697297 - Remove TOK_UNARYOP, split it up into multiple token kinds

Assignee

Description

•

13 years ago

Attached patch Patch — Details — Splinter Review

TOK_UNARYOP is another token-kind-category for unary operations: ~, !, typeof, void. Those can be split up in the tokenizer, and when we need to know if we have a TOK_UNARYOP-alike, we can just use the in-range trick.

Unlike for TOK_EQOP, there are further complications, because TokenKind is also used for ParseNode::getKind().

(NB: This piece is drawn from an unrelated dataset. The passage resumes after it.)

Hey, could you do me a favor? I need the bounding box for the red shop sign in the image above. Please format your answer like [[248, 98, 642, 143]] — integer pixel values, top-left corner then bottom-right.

In the parser, TOK_UNARYOP is used to munge certain forms of XML name: * (anyname), @foo (at), and x::y (dblcolon). Basically a unary node is inserted as a parent of the actual node, with op JSOP_XMLNAME and type TOK_UNARYOP. (JSOP_XMLNAME is sometimes later rewritten, depending on context, into JSOP_SETXMLNAME, JSOP_CALLXMLNAME, or JSOP_BINDXMLNAME.) In this patch I've changed the type of the inserted unary to be the type of the thing parsed -- TOK_ANYNAME, TOK_AT, and TOK_DBLCOLON. (JSOP_XMLNAME is still used.) This means that for all these types, when parse nodes are interpreted, in addition to being binary nodes, or unary nodes, or whatever, they might also be a unary node. So this patch, in the parser, must handle TOK_ANYNAME, TOK_AT, and TOK_DBLCOLON whenever TOK_UNARYOP would have been handled.

Also in the parser, TOK_UNARYOP represents TOK_PLUS and TOK_MINUS. In the token stream these are scanned as TOK_PLUS with JSOP_PLUS, and likewise for minus. But the parser rewrites them into TOK_UNARYOP parse nodes. This presents an issue: to use TOK_PLUS instead of TOK_UNARYOP, TOK_PLUS must represent both (+a) and (a + b). (Likewise for TOK_MINUS.) For now, I've addressed the temporary dual nature of TOK_PLUS and TOK_MINUS when used to discriminate a parse node usually by adding |if (unary) goto unary_handling;|. This is not pretty, but it will go away when I expand the parse node kind set to not lump (a + b) and (+a) together.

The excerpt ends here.